ここでなぜ七五三と言ってしまったのかは、自分でもよく分かりません。おそらく、11月に明治神宮で見た七五三の光景が脳裏に焼き付いていたのでしょう。一瞬このままスルーしようかと思いましたが、これまでの外国人試験官とのやりとりから、後の質問ではフォローできないと考え、追加で説明を入れました。

・・・Oh, Shichi-go-san is a festival held in November to celebrate 7-year old girls, 5-year boys and 3-year children of both sexes, for their growth and happiness.

そして最後は、こう締め括りました。

・・・On the other hand, temples are mainly used for unhappy/sad occasions like funerals and memorial services.

質問はありませんでした。

J:  最後に、日本語で質問しますので、日本語で答えてください。あなたが通訳ガイドになったとして、どのようなことを心がけるガイドになろうと思いますか?

A: Hospitality(おもてなし)の精神が、最も大切だと思います。お客様みなさまに、常に100%、いや120%ご満足いただけるよう、おもてなししたいと考えています。しかし一方で、たとえば40~50名の団体様のツアーガイディングを想定した場合、お客様のバックグラウンドや興味・関心は非常に多岐にわたるでしょう。
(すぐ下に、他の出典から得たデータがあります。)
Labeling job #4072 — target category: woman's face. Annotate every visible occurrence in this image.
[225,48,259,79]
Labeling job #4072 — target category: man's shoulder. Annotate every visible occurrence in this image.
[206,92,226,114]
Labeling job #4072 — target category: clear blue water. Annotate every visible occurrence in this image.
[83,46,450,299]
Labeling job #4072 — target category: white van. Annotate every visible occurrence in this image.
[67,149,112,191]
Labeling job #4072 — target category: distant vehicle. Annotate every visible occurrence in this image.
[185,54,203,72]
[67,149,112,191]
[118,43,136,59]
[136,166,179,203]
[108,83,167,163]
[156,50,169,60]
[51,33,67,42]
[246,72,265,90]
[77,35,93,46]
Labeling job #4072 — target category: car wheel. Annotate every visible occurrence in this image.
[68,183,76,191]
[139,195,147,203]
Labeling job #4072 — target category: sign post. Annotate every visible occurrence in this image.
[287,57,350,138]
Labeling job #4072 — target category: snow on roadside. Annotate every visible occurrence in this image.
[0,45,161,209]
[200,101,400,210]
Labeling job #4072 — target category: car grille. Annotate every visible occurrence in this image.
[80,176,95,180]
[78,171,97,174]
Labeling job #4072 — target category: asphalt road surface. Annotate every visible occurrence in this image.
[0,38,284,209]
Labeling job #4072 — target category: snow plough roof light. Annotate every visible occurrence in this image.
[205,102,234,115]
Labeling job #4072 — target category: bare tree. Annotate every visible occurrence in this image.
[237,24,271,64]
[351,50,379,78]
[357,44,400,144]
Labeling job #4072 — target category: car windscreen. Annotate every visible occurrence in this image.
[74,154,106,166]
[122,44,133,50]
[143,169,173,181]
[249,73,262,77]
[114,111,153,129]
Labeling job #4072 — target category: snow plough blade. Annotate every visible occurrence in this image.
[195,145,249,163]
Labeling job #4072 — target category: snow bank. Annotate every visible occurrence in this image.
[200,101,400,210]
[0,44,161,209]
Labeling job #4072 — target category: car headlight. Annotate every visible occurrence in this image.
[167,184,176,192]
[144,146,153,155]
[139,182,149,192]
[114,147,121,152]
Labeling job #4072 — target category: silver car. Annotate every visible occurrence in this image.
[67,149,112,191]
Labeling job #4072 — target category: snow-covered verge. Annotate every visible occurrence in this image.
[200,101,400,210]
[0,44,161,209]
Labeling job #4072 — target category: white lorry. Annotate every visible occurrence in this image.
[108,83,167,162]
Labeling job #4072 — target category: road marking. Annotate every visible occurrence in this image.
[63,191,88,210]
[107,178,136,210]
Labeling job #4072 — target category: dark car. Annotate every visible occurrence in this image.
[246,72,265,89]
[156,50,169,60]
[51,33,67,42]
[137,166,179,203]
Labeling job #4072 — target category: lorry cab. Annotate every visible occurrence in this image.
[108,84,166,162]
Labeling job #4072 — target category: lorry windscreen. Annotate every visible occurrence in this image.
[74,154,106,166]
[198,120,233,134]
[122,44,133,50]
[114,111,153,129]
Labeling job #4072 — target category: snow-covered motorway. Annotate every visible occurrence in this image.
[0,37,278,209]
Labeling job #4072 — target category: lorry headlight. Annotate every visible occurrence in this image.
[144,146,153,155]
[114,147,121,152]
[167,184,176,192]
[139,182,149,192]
そのような環境下においては、非常に困難かもしれませんが、それでも100% いや120% お客様全員にご満足いただけるようなおもてなしをしたいという気持ちとそのための努力を忘れない通訳ガイドになりたいと思います。

正直なところ、事前に考えていた回答とはまったく違う文章が口から出てきて、自分でもびっくりしました。ここでも質問はありませんでした。

N: OK. Your interview’s finished. Thank you very much.

イスから立ち上がり、Thank you very much. と大きな声かつ笑顔で言った後、更に「本当に、ありがとうございました。」と言いながら深々と一礼し、退室しました。退室する際にも、Thank you very much. Have a nice day. と大きな声と笑顔で、最後のお別れのあいさつをしました。

試験を終えて

Nervousness is your enemy. と試験前日にmock interviewをしていただいたネイティブの方に何度も言われたのですが、まさかここまで緊張してしまうとは、自分でもまったく予想していませんでした。試験会場の独特の雰囲気に完全にのまれてしまいました。試験運営についても、再受験予定者の方から軽くお話は伺っていたものの、情報漏洩防止のためとはいえ、あそこまで厳しいものだとは正直想像していませんでした。

最初の質問でのつまずき、具体的には、話のスムーズさの欠如に関して、どのように評価されたかがポイントかなと思います。お客様からの各種質問に対する「反応力」は、通訳ガイドにとって非常に重要なコミュニケーションスキルであると、諸先輩方よりお話を伺っていましたので、スムーズさには欠けたものの、その後のリカバリーや、何とか最後まで食らいついていった粘り強さをプラスに評価していただければと願っています。